Sicilian wine producers are hoping to improve awareness of their unique island with the new DOC Sicilia which can be used from this year’s harvest.

As the grapes hit the presses last month, Diego Planeta, former president of the island’s largest cooperative, Cantine Settesoli, and father of Francesca – who founded the Planeta winery with her cousin Alessio – spoke of his belief in the new island-wide DOC.

“With the new toy of DOC Sicilia we will be able to put together group of people who will row in the right direction,” he told the drinks business at the beginning of the month.

He said that the new DOC Sicilia had spawned the Consorzio Vini DOC Sicilia – headed by Antonio Rallo of Donnafugata – which would be used to raise funds for marketing campaigns in key export markets.

“I am hoping that a tax on each bottle sold [under DOC Sicilia] will give us enough money to amass campaigns abroad,” he said.

He also commented that the new DOC would give “more control”, while recording that market research had already begun in Germany, Switzerland and the USA into the strengths and weaknesses of Sicily’s image.

Such information he said would be used to help hone Sicily’s attempts to create a clear identity for itself among wine consumers.

However, Diego acknowledged flaws in the DOC, which at present doesn’t require producers to bottle within the island.

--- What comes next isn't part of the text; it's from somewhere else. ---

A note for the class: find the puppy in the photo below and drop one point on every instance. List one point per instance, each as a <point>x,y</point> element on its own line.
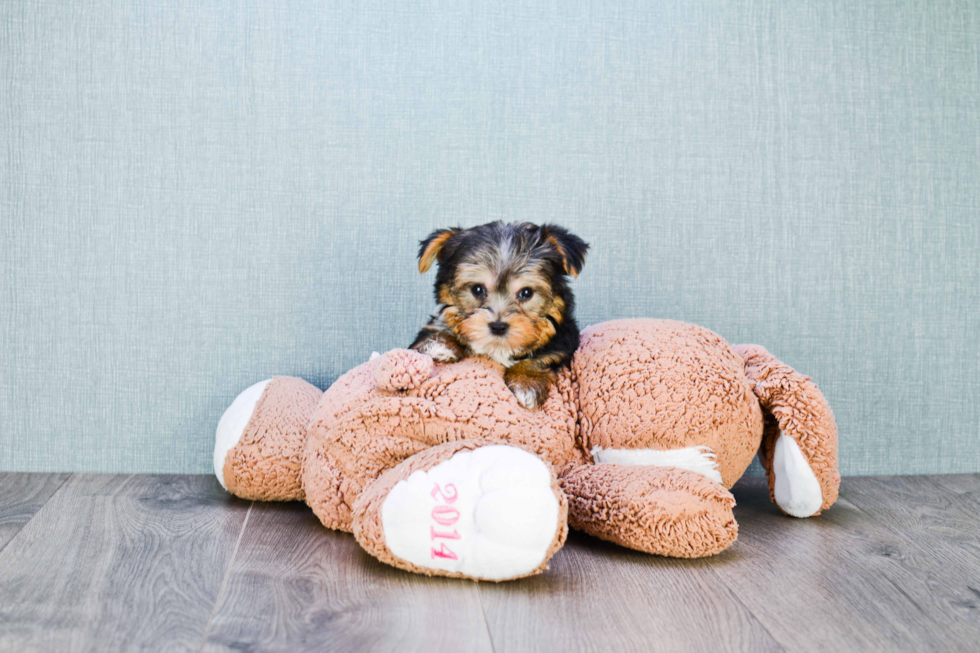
<point>502,292</point>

As previously reported by the drinks business, DOC rules stopped short of preventing wines labelled DOC Sicilia from being bottled outside Sicily.

Diego Planeta

Diego attributed this decision to the large amount of wine shipped in bulk from the island, as well as the influence of bottlers on the mainland.

Bulk wine he said represented almost 1.7 million hectolitres of wine, compared to a total 4.2m hl produced annually on the island.

“Many of the cooperatives bottle wine elsewhere,” he said, “And we lost the battle about bottling in Sicily because the lobby in Rome is much stronger than Sicily,” he admitted.

“But I prefer to at least achieve the first step,” he stated, referring to the advent of DOC Sicilia.

Meanwhile, consultant and winemaker at Settesoli, Owen Bird, expressed his frustration at the lax DOC rules, stating that bottling outside the region had “buggered Frascati”, while enforcing it, “had saved Soave”.

Currently around 2.5m hl of wine is bottled as IGT Sicilia, which will now become either DOC Sicilia or IGT Terre Siciliane.

Diego also pointed out that after two years of subsidised green harvests on the island from 2010 to 2011, Sicily’s wine production has now tipped from excess to a small shortage.

He also said that the average price paid for a litre of wine has now hit 60 cents, up from 20-24 cents two years ago, and hence, winemaking on the island “was starting to be sustainable”.

Furthermore, stressing the value of existing DOCs, he said Etna, Noto and the island’s only DOCG – Cerasuolo di Vittoria – were the best known and respected, but would still benefit from DOC Sicilia.

“The future is the big hat of Sicily and under that different areas where you get very different wines.”

Concluding, he commented, “The basic problem with Sicily is that Sicily is not a category and it needs to become one.”